Desde sus tiempos como actor secundario en la televisión de los 90, Sheridan evocó sus raíces en un rancho de Waco, Texas, como parte de su propia mitología como vaquero. Pese a que su padre era cardiólogo y aquel enclave rural fue apenas la casa de fin de semana de su familia, en su adolescencia se reveló como hábil jinete y excelso competidor ecuestre. Tras abandonar la Universidad de Texas y deambular por Austin un tiempo, trabajando como pintor y jardinero, el encuentro con un cazatalentos en un shopping lo condujo a la televisión. A los 25 años concretó una audición en Chicago para participar en la serie Walker, Texas Ranger. Era 1994 y la entrada al espectáculo fue con las reservas que ofrecía una ciudad como Los Ángeles, regada con más frustraciones que triunfos. Así pasaron los primeros años frente a cámara, en papeles menores, decepciones recurrentes y el único personaje importante como jefe de policía en Sons of Anarchy (2008), de la cadena FX. Las constantes disputas salariales lo alejaron de la actuación y lo impulsaron a encontrar un camino alternativo. Se sentó frente a una computadora y empezó a modelar aquel territorio imaginario, de caballos y jinetes, que tantas veces había soñado. Yellowstone recién asomaba en el lejano horizonte.

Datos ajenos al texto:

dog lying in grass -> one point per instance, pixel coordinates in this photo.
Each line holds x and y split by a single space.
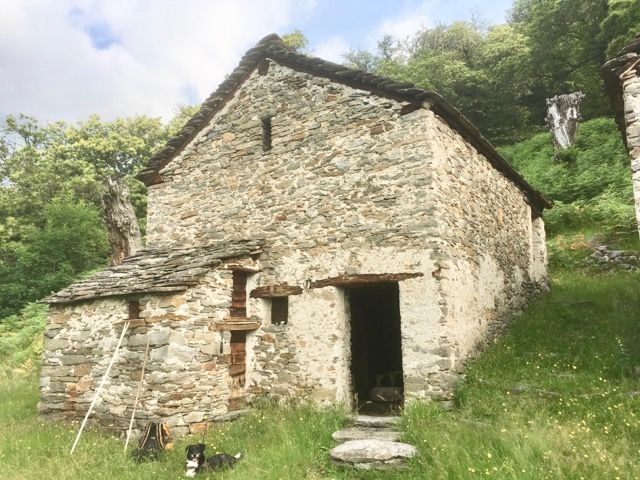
197 462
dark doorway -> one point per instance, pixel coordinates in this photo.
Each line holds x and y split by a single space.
376 353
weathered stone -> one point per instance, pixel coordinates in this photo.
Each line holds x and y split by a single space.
372 454
375 422
361 433
420 197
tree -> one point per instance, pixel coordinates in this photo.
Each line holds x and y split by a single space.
52 181
566 51
296 41
620 26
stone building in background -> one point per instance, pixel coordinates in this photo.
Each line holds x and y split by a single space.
313 232
622 79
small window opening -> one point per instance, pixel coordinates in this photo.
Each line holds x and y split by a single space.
266 133
239 294
134 309
280 311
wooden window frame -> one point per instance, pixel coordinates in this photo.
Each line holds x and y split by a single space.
280 311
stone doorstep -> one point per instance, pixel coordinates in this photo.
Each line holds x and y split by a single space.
362 433
372 454
371 421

“Dejé el guion en un escritorio durante 10 años hasta que pude hacerlo a mí manera”, revelaba en una reciente entrevista con The Atlantic a propósito de los inicios de la saga que lo tiene como creador. Hacerlo a su manera suponía no ceder ante los ajustes y concesiones que exigía la industria a un guionista desconocido, para lo cual era imprescindible forjarse un nombre. El primer paso fue la escritura de un thriller para Denis Villeneuve que terminó siendo un éxito: Sicario (2015). La idea de frontera quedaba al descubierto en esa zona caliente que separa México de Estados Unidos y en la línea difusa que combina las políticas migratorias con la guerra contra el narcotráfico. La mirada de Sheridan buscaba recrear en la incómoda posición de la agente del FBI Kate Macer (Emily Blunt) la situación regional frente a un tema que no parecía ofrecer una salida sin violencia y muerte. El éxito de Sicario –que luego tuvo una secuela- consignó a Sheridan como una voz atendible y su lugar como guionista quedó confirmado.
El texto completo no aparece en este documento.